There is even a gripping fashion family saga to catch up on; Slava Zaitsev, a nationally famous, Soviet-era design veteran who favours metallic suits and whose collection was the first to be presented at the Manege, sat front-row at the show of his grand-daughter Maroussia Zaitseva. As Zaitseva's models skipped up the catwalk, pretending to shiver as they showcased her selection of softly tailored check dresses, fringed skirts and a red-dyed cowhide show-closer, the guest next to me reported that following a tiff with his son (also a designer), Zaitsev is nurturing his granddaughter to become Russia's next big thing.
The only thing missing was the journalists - at most of the shows, there seemed to be barely any around.
According to Alexander Shumsky, the manager who founded this fashion week in 2001 with just 20 designers, Russia's glossy magazines are missing a trick by not following the home-grown designers on his schedule more assiduously.

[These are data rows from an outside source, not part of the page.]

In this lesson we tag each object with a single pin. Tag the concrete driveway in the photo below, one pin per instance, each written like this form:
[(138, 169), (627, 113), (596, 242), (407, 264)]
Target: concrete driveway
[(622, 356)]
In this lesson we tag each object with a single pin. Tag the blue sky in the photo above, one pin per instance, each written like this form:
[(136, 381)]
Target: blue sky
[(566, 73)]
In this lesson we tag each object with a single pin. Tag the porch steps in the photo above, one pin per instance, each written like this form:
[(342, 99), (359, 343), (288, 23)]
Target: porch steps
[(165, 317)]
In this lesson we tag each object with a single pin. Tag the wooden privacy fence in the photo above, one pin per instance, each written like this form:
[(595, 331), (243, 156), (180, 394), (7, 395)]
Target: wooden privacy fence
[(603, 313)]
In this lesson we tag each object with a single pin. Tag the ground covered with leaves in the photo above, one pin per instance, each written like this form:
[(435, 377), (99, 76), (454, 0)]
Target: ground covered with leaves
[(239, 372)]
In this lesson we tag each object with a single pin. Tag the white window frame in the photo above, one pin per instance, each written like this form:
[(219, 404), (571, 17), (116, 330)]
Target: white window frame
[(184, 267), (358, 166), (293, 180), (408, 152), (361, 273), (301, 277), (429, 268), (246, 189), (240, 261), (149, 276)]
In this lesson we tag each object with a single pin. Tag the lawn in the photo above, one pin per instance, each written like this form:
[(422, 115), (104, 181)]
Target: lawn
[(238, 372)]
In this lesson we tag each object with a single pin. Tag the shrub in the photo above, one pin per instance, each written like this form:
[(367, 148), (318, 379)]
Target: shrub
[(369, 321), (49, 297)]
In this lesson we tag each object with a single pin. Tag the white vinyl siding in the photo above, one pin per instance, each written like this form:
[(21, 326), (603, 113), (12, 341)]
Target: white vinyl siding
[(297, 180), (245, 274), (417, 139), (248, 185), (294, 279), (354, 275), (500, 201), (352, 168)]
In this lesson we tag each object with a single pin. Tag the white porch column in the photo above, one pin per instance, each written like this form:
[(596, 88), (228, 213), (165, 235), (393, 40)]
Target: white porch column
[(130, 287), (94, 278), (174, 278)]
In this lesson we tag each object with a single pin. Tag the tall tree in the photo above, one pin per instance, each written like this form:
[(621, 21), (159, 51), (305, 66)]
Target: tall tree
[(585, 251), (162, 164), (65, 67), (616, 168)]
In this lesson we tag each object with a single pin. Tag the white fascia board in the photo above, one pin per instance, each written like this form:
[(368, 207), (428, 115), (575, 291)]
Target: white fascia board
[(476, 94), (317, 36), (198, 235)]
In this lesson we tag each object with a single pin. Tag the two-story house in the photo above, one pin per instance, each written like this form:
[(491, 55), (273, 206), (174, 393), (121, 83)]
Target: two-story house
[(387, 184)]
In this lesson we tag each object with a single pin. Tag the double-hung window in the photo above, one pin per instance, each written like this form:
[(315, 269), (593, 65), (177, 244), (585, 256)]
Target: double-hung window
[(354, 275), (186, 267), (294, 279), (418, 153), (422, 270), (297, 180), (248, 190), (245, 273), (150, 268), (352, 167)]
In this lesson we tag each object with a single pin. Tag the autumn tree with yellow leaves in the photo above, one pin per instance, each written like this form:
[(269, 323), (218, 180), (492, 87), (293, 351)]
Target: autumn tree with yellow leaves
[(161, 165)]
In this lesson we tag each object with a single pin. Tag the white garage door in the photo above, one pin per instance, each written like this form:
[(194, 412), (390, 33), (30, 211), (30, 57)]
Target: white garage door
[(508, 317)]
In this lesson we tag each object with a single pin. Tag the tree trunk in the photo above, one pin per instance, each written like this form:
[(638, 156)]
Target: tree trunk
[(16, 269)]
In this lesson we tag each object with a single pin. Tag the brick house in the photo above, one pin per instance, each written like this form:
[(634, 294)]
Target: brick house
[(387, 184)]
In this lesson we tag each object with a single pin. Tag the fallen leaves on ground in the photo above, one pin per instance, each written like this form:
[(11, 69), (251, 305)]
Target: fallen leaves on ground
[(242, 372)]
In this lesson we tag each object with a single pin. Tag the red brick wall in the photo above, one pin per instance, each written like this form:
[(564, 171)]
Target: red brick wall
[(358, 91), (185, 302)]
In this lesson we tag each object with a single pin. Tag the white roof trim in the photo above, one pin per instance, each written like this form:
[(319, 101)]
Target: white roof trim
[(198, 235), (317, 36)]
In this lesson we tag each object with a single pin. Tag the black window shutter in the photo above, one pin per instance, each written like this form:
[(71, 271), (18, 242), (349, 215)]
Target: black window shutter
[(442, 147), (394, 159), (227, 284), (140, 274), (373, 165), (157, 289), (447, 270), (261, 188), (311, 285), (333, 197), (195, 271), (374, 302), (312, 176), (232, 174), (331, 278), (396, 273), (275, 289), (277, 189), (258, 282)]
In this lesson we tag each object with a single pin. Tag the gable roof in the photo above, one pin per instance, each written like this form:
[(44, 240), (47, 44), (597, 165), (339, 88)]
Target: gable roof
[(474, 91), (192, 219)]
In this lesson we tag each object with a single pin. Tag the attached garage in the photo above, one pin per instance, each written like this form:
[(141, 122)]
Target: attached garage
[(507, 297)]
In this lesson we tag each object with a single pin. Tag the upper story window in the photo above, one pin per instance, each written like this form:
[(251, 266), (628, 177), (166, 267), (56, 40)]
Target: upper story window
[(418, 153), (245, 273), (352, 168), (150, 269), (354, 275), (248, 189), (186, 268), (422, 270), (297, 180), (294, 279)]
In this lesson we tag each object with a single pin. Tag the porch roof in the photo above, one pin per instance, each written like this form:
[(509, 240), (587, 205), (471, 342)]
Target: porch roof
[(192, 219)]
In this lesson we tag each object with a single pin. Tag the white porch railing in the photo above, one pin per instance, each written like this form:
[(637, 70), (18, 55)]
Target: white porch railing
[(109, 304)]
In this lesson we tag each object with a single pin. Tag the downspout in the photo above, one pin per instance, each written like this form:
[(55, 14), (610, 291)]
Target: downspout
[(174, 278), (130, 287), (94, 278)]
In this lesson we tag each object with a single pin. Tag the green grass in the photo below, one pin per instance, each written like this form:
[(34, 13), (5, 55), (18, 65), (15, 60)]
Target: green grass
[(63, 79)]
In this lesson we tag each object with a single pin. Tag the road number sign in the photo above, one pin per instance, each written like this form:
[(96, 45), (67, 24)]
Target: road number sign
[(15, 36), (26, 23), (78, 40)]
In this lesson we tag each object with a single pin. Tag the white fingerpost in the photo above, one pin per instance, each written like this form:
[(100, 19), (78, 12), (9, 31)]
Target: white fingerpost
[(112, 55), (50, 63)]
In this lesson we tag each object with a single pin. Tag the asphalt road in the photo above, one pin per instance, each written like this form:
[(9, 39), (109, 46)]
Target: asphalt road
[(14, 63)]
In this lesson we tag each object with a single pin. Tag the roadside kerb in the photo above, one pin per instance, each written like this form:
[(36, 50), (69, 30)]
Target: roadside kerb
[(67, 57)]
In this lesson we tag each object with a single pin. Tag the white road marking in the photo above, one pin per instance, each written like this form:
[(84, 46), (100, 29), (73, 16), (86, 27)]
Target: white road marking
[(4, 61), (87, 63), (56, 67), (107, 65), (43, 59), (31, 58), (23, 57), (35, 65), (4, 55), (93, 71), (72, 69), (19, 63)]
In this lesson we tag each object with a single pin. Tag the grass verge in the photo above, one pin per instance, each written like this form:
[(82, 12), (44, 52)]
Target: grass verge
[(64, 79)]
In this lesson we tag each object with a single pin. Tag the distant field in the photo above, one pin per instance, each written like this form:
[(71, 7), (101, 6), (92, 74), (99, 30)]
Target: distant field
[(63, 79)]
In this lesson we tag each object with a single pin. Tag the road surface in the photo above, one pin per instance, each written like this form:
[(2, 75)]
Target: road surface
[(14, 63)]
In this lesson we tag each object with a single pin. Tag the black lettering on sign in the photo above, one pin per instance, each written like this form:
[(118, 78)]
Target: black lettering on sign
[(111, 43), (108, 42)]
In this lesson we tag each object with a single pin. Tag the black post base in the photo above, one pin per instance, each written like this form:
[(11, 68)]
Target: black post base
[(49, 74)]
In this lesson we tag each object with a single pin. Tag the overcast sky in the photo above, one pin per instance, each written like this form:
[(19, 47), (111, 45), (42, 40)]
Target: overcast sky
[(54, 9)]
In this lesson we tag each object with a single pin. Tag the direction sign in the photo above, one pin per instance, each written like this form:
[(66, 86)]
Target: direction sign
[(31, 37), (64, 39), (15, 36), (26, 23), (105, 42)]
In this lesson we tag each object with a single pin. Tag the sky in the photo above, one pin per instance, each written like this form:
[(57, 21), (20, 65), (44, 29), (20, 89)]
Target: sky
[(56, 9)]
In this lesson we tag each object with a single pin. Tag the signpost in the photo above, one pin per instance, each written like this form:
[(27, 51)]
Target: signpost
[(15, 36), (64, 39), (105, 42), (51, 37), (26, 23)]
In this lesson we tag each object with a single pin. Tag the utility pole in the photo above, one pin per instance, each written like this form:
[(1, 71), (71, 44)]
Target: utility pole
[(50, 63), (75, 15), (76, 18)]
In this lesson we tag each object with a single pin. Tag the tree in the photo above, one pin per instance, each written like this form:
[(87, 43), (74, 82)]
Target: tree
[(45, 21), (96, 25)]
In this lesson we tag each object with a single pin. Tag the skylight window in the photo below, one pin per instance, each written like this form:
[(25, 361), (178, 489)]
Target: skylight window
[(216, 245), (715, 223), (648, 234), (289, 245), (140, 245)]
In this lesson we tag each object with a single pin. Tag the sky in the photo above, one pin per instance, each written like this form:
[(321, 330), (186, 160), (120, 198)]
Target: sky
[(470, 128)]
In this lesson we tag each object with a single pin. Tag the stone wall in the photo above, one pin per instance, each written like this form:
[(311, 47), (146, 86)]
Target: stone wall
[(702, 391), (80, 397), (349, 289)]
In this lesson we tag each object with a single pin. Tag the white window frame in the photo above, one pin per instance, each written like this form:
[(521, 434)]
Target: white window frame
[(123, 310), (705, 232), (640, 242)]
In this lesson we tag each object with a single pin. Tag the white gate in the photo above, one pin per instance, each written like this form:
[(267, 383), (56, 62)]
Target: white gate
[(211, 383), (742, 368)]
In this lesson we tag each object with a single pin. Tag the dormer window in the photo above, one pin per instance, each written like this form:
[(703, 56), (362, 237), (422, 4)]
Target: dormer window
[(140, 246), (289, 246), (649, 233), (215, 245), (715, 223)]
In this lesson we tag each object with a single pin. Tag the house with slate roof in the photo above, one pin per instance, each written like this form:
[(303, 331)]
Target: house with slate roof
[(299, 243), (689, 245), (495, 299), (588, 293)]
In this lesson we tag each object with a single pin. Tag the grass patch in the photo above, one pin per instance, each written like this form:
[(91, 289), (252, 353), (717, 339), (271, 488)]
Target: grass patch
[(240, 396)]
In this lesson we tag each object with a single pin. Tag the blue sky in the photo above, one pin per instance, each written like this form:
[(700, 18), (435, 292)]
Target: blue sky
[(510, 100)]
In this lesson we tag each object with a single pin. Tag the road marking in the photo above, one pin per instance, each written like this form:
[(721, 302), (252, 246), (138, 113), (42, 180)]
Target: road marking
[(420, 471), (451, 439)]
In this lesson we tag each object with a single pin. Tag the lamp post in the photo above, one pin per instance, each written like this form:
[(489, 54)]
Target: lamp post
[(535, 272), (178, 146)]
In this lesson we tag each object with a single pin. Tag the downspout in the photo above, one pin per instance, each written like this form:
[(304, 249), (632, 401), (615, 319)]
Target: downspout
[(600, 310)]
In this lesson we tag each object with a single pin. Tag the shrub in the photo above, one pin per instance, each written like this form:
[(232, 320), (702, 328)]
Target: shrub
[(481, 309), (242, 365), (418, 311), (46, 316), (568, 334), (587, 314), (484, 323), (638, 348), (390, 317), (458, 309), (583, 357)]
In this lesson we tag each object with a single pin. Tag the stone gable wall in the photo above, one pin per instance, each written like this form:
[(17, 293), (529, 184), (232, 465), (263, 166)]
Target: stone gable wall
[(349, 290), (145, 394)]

He sniffs: "For some editors, it is more important to be seen in Milan than in Moscow."
But as one magazine fashion editor, who will remain anonymous for the sake of local diplomacy, said: "We are asked to be patriotic, but I prefer to be professional.
"We cannot be too partisan. Our job is to look for clothes that are good, modern, and fresh - not just clothes that are Russian. That would be a provincial point of view."
And what, about those It-girls? "They are just rich men's wives."
Buoyed by public enthusiasm (45,000 people visited the shows that week, apparently), packed with beautiful people, and riven with caste-based cliquery: Russia's fashion week really isn't all that different from London, Milan or Paris.